В 1904–1905 гг. слабость царской власти была продемонстрирована поражением России в войне с Японией, а также последовавшей за этим неудачной революцией[704]. Попытки в последнюю минуту расширить социальную базу режима с помощью демократизации вскоре прекратились. В конечном счете благодаря Первой мировой войне, которая привела к снижению и без того низкого жизненного уровня и превратила население в пушечное мясо, русский народ созрел для революции.
Коммунистическая политическая система, установившаяся после 1917 г., избавилась от последних остатков патриархальности — отныне отдельным людям уже не принадлежали даже их дома, не говоря уже о всей стране. Но в то же время она сделала всех слугами государства; не из необходимости или на время войны, как в западных странах с их либеральным мышлением, а на постоянной основе, причем это стало важной частью официальной идеологии. Вместо того, чтобы провести четкую грань между частным и публичным, которая везде была основой политической модернизации, первое было поглощено последним. Теоретически и в значительной степени также и на практике нельзя было совершить ни единого действия или допустить какую-либо мысль, которые не были бы одобрены государством.
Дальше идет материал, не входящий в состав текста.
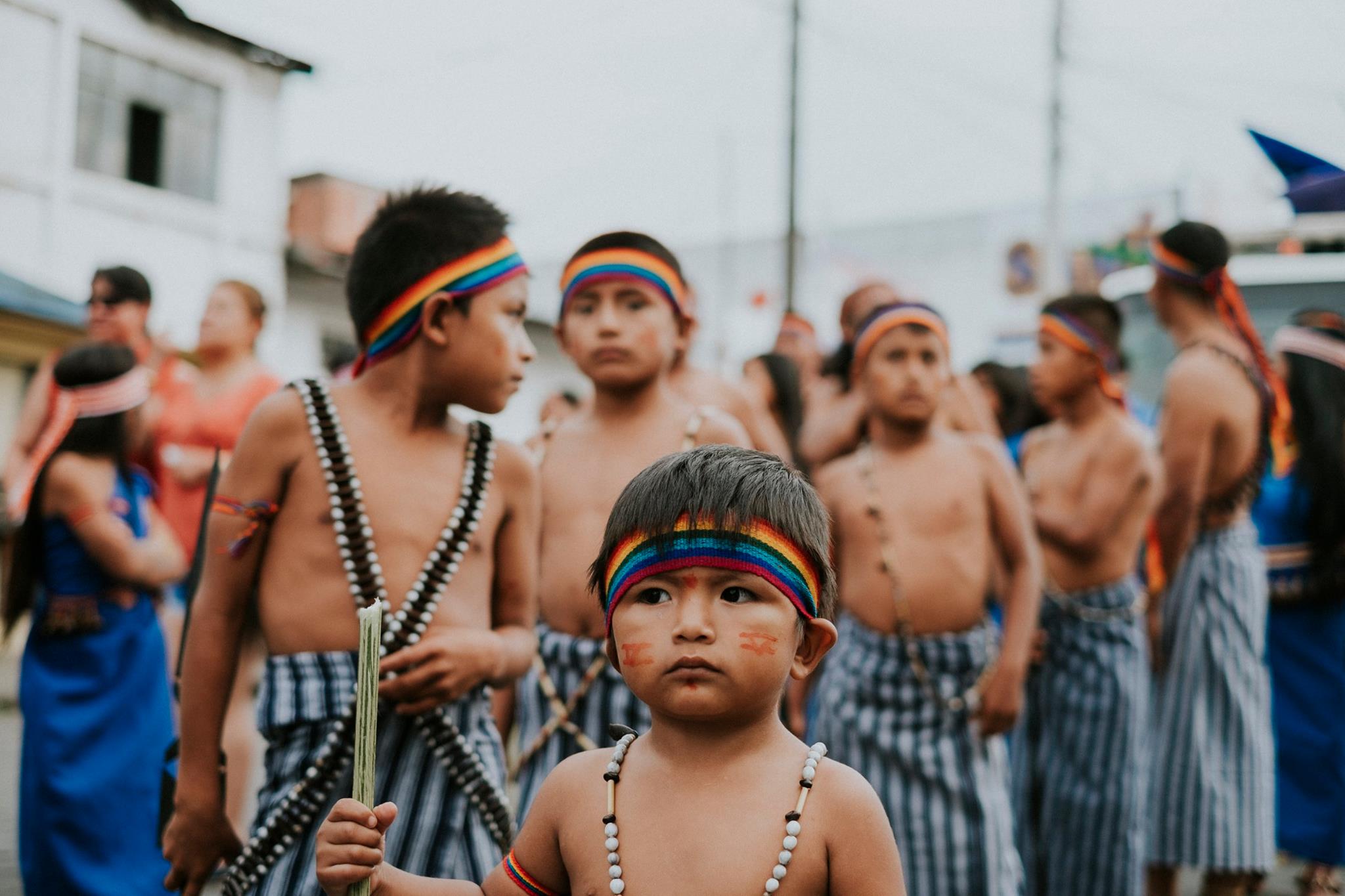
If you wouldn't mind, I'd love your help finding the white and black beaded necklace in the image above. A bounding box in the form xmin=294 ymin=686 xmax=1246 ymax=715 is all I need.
xmin=225 ymin=380 xmax=514 ymax=896
xmin=603 ymin=724 xmax=827 ymax=896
В России решающим фактором, который одновременно сделал возможным построение успешного централизованного политического сообщества и не позволил стране превратиться в полноценное государство, была воинская повинность дворянства в сочетании с «приватизацией» остальной части общества, большая часть которого состояла из крепостных крестьян. Этого нельзя сказать о Польше, которая в период позднего Средневековья достигла состояния, при котором знать — шляхта — господствовала над королевской властью, а не наоборот[705]. Частично успех стал возможен просто благодаря численному превосходству: шляхта, состоящая из 7 % населения, была более многочисленна и влиятельна, чем где бы то ни было. Первый решающий шаг был сделан в 1374 г. в соответствии с Кошицким привилеем, также известным как польская Великая Хартия, который, однако, направил страну по пути, отличному от того, по которому пошла Великобритания. За трон боролись дочь короля Людовика и его жена, и знать поддержала первую претендентку. В обмен на это шляхта смогла настоять, чтобы ее представители облагались налогом не большим, чем два гроша в год, — сумма настолько ничтожная, что вскоре ее потеряло смысл собирать — и чтобы другие налоги не назначались без ее согласия. Помимо того, суд и чеканка монет оставались под ее контролем, а главное, бывшая до этого наследственной монархия была сделана выборной, так что будущие кандидаты могли занять свою должность только с согласия знати и приняв условия, которые на них налагались.